What this president did by way of executive orders, by way of influence, by way of example — and this is an opinion; it could be awry — corrupted much of our public life by making what is wrong either to be tolerated or approved, something to be admired.

But, someone might well object, the economy was prosperous. Economy is not politics; the main thing that Mr. Clinton did for the economy was not to bother it. He got us into no big wars, though all the little wars he did get us into seemed to be principally a function of some political need he had to cover his domestic actions. He seriously lessened our military capacity and its morale. He was, no doubt, well liked, even admired by not a few. He was also, I think, feared.

I have mostly seen the Clinton legacy in terms of Plato. This view might be imposing an outside, out-of-time view on something in our own day. But it is precisely because of what we do here and now that the Platonic shadow is so star-tlingly pertinent. The essence of the Clinton legacy was that a man of highly disordered soul became a model to justify the disordered souls of a significant proportion of the citizenry. Several previous presidents had, no doubt, disordered souls, but they did not present their deeds as justified. Mr. Clinton gloried in legally getting away with what he did. “They never laid a glove on him,” one could say of his enemies.

This escape from punishment itself was, in Plato's view, the most unfortunate thing that could happen to someone who has violated basic human standards. The failure of the Senate to remove him from office when he had in fact lied and thus corrupted our judicial system and the rights of others to the truth was, paradoxically, the worst thing that could have happened to Mr. Clinton himself. It enabled him to continue in his illusion that he had done nothing wrong. The worst punishment that can be given someone with a disordered soul, Plato thought, is to prevent him from acknowledging that he did anything wrong. Plato's observation here almost seems eerie.

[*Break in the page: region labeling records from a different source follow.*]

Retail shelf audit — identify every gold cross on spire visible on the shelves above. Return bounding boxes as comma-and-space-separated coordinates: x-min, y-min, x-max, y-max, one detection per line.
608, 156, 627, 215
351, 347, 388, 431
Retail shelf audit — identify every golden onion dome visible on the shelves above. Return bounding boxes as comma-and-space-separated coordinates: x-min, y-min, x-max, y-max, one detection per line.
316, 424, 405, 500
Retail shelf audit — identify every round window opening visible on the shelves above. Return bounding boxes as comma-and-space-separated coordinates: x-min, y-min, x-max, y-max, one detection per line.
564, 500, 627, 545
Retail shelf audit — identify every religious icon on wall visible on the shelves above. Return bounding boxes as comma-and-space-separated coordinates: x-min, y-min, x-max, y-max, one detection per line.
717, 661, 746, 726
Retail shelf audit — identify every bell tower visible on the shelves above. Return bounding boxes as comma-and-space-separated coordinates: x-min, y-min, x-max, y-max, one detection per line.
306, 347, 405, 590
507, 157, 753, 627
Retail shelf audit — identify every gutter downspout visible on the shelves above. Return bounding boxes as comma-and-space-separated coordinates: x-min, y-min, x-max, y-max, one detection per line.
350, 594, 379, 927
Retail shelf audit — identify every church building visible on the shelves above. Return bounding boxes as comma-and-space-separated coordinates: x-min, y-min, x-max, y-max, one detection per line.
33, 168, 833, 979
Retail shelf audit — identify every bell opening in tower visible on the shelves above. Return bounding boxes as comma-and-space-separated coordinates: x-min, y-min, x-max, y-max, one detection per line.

Mr. Clinton is, it seems, a perfect replica of the sort of man Plato called a tyrant, a word we usually do not analyze with care. When we use that word today, we often have the wrong image. We think we would recognize a tyrant as an ugly, horrid person, repulsive in every way. Plato did not think this way. A tyrant was invariably very popular, handsome, clever, with loyal friends, eager to please, aware of the sins and shallowness of most men, limited by nothing but his own interests and daring. Plato's tyrant did not have much of a soul of his own. What he held from day to day changed with what the people wanted. It did not much matter what they wanted. That was the point.

On the other hand, the tyrant saw the weakness of the democratic man. The latter simply wanted what he wanted and called it freedom or liberty. There were no self-evident principles behind it. The leader who knew how to appeal to this ungrounded desire could pretty much do what he wished. Almost the only things, in retrospect, about which Mr. Clinton was consistent were what we call “pro-death” issues that he seems to hold even if the people would be against them.

The saddest part of Mr. Clinton's regime is that he was never really fully investigated. The Justice Department and often the press saw their purpose to protect the president, and did so. And it was dangerous to suggest anything was wrong. Reputations and families were attacked if they were called to witness. Much of this information will come out. Indeed, it is already coming out, even on TV, as Dorothy Rabinowitz pointed out in The Wall Street Journal on Jan. 8. The print media will have a field day both in attacking and explaining this president.

The Clinton legacy, as many have pointed out, is that of a vast opportunity missed because of a soul concerned more with itself than with the objective principles of what is good and just. This condition is an affirmation of Plato's basic principle that the disorder of polity begins in disorder of soul. Mr. Clinton succeeded in separating the two orders in the public mind, but it cannot be done. The legacy is, as it must be, that men in high office have first to look to their own souls and to recognize a right order, the outlines of which they cannot change by their own wills.

Jesuit Father James V. Schall is a professor of government at Georgetown University.